En mi caso, descubrí que mi cielo, el único que acepto, tiene muchas rendijas por las cuales puedo accederlo, pero una de las más expeditas son los ojos de mis nietos.
Cuando me hablan con curiosidad, ingenuidad e inocencia de las cosas más nimias, con esa emoción atropellada e inocultable de quienes poco entienden pero mucho quieren conocer.
Cuando me abrazan de forma tan espontánea, contagiándome ese entusiasmo que una sociedad adulta y desconfiada casi me había robado del recuerdo.
Cuando ensucian de helado mi camisa nueva, sin más preocupación que el desperdicio de su merienda, cual es lo único que tiene importancia porque, para su felicidad, desconocen los convencionalismos sociales.
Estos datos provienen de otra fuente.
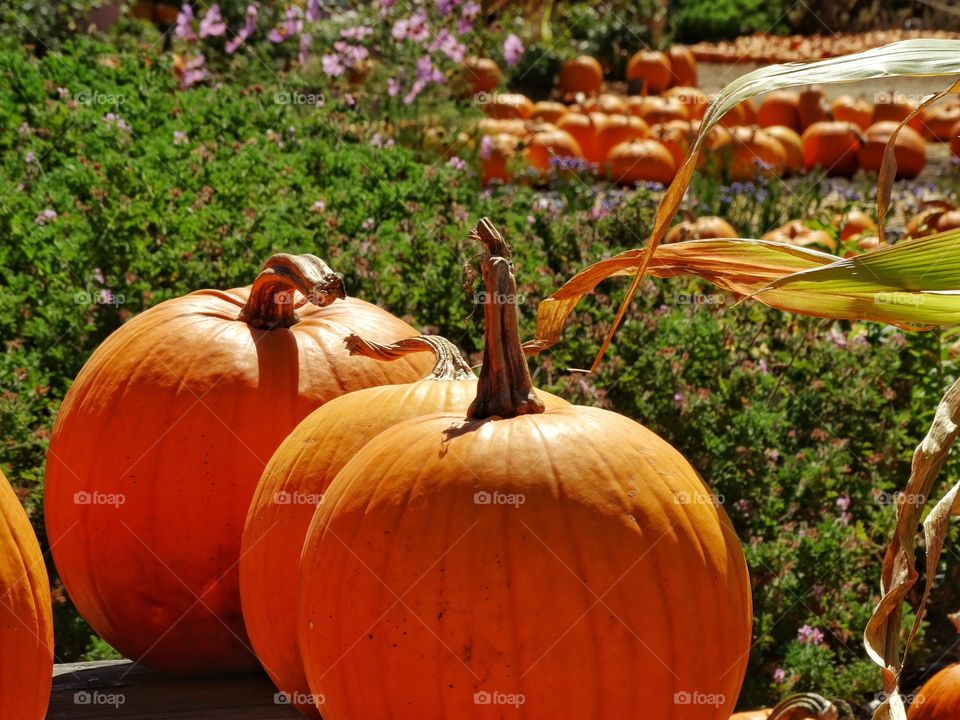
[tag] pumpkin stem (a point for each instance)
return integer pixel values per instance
(450, 363)
(505, 388)
(271, 302)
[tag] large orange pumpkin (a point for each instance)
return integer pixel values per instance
(641, 161)
(648, 72)
(26, 622)
(581, 75)
(160, 442)
(447, 567)
(938, 699)
(833, 146)
(909, 149)
(297, 476)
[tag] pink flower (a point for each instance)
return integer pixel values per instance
(183, 28)
(212, 24)
(512, 49)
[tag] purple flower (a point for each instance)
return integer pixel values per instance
(332, 66)
(303, 54)
(184, 24)
(212, 24)
(45, 216)
(512, 49)
(810, 635)
(246, 31)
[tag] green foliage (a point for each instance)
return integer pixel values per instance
(804, 427)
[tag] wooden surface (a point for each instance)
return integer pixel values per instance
(122, 690)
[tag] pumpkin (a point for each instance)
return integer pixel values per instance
(781, 107)
(693, 99)
(448, 561)
(939, 121)
(792, 146)
(481, 74)
(797, 233)
(938, 698)
(495, 158)
(298, 474)
(508, 105)
(833, 146)
(755, 152)
(858, 111)
(909, 149)
(581, 75)
(150, 470)
(545, 146)
(26, 621)
(606, 103)
(701, 228)
(812, 107)
(641, 161)
(548, 111)
(585, 129)
(648, 72)
(683, 66)
(618, 129)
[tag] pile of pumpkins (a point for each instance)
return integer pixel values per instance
(766, 48)
(280, 475)
(645, 137)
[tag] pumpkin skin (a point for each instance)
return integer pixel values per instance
(909, 149)
(581, 75)
(26, 621)
(938, 698)
(142, 423)
(302, 468)
(499, 598)
(833, 146)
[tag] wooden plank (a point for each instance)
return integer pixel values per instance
(122, 690)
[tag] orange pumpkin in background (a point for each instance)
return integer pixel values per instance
(161, 439)
(298, 475)
(545, 146)
(909, 150)
(792, 146)
(508, 105)
(847, 108)
(812, 107)
(26, 619)
(479, 522)
(648, 72)
(482, 75)
(781, 107)
(581, 75)
(683, 66)
(641, 161)
(832, 146)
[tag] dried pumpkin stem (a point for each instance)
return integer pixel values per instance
(271, 302)
(450, 363)
(505, 388)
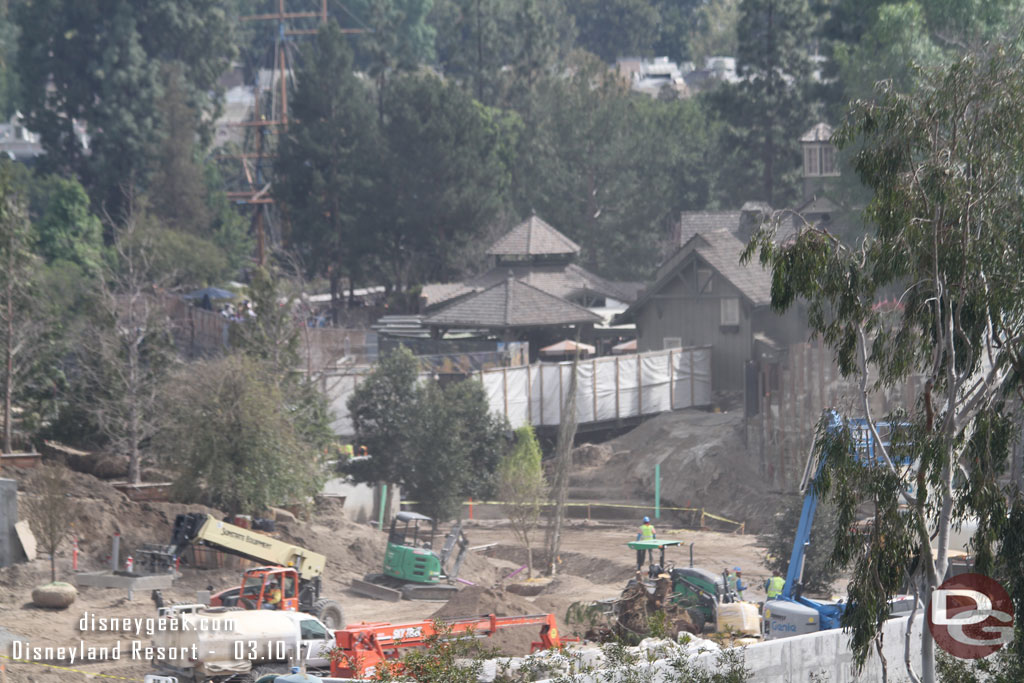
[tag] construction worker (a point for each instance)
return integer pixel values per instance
(646, 534)
(273, 596)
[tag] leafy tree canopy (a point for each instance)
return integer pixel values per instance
(439, 444)
(943, 161)
(228, 432)
(97, 63)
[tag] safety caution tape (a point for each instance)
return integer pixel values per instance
(76, 671)
(626, 506)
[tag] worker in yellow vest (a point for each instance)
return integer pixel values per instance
(773, 587)
(646, 534)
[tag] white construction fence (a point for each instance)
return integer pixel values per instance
(607, 388)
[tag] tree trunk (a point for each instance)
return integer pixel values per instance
(134, 468)
(134, 425)
(563, 462)
(927, 649)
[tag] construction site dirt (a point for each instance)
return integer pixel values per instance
(594, 562)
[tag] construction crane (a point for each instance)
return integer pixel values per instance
(792, 613)
(360, 649)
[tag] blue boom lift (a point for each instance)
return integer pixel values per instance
(792, 613)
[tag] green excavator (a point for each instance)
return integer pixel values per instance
(414, 569)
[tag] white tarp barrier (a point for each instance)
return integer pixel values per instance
(607, 388)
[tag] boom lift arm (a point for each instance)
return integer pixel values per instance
(361, 648)
(780, 620)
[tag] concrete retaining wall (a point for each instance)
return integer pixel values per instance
(827, 655)
(822, 657)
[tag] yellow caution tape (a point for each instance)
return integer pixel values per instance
(76, 671)
(626, 506)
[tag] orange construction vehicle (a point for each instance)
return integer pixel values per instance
(363, 647)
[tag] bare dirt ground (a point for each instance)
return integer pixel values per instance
(594, 563)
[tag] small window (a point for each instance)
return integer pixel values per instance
(310, 630)
(827, 160)
(730, 312)
(705, 281)
(811, 161)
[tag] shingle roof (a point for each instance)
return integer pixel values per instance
(692, 222)
(820, 132)
(722, 250)
(562, 281)
(534, 238)
(436, 293)
(510, 303)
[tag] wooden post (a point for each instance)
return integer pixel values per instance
(781, 425)
(505, 389)
(540, 370)
(561, 399)
(821, 376)
(529, 396)
(693, 388)
(672, 384)
(616, 388)
(794, 402)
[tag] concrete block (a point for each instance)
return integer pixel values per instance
(10, 548)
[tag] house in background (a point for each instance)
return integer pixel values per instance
(702, 296)
(535, 291)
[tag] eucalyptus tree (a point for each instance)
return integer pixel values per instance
(945, 163)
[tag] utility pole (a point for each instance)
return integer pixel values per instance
(269, 117)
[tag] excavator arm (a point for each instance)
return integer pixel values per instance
(359, 649)
(202, 528)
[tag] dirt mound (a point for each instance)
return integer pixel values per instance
(477, 601)
(569, 562)
(704, 460)
(590, 455)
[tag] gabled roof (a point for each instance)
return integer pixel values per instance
(820, 132)
(510, 303)
(692, 222)
(436, 293)
(721, 250)
(561, 280)
(534, 238)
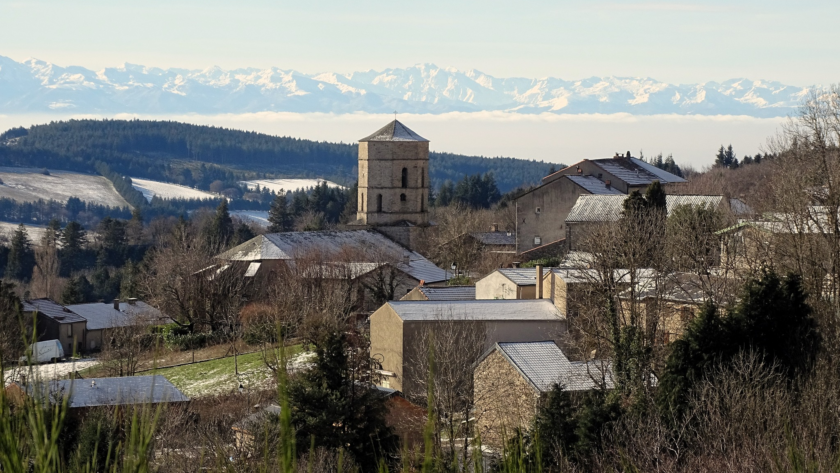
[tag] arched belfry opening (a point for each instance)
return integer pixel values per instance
(389, 161)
Cuando me miran con esos ojos, como dos lagos de color indefinido pero llenos de ternura, siento que es una rendija por donde puedo escapar a mi cielo.
Por ellos ingreso a ese otro mundo, que de su mano sabe a caramelo, huele a flores y se inunda con sonido de campanas.
Donde no hay que bajar la voz, ni reír a medias, ni decir lo que no se siente, porque no hay adultos para imponer reglas que combaten… la felicidad.
Donde puedes soñar con los ojos abiertos, porque no tienes que imaginar sino vivir tus sueños.
Donde puedes pasear con Pinocho sin preocuparte de su nariz, porque es parte de tu propia ilusión.
Donde puedes hablar con Alicia y sentirte de… maravilla en su país de… chocolate, sin la severidad de quienes hace mucho enterraron… su propio niño.
Donde puedes romperle ventanas a las nubes y hacer pompas de jabón con el viento, montados en el lomo del dragón de tu propia utopía.
Donde puedes mojarte bajo la lluvia y jugar con las ranitas en la mitad de la calle, sin la torva mirada de quienes han perdido la capacidad de sentir en la piel y en el alma… la naturaleza.
Donde puedes hablar con las mariposas, reír con las flores y dialogar con las fuentes, sin que te tilden de loco, cual es la solución de los adultos a lo que no entienden.
Sin embargo, cuando un pellizco, una carcajada o su llanto me regresan a este mundo real, tengo la sensación de que en verdad todo fue un sueño. Mi sueño de segundos, que es como decir… mi cielo.
Y ya no tengo más duda de que el cielo, mi cielo, me acompañará donde quiera que yo vaya. Siempre va a estar ahí, conmigo. Sólo tengo que idearlo, sentirlo, vivirlo, porque es una parte de mí mismo. Nadie puede diseñármelo, regalármelo o… quitármelo jamás.
Como la mayoría de las circunstancias de mi vida, se encuentra bajo mi control. Es mi decisión ingresar a mi cielo, cuantas veces quiera; tengo la posibilidad permanente de vivirlo o no. Mi libre albedrío, que unido a mi estado de ánimo, me dan la posibilidad de diseñar mi mundo.
Claro está, cuando se trata de mi cielo, nada más expedito que la mirada siempre alegre, desprejuiciada e inocente de esa rendija mágica que son… los ojos de mis nietos.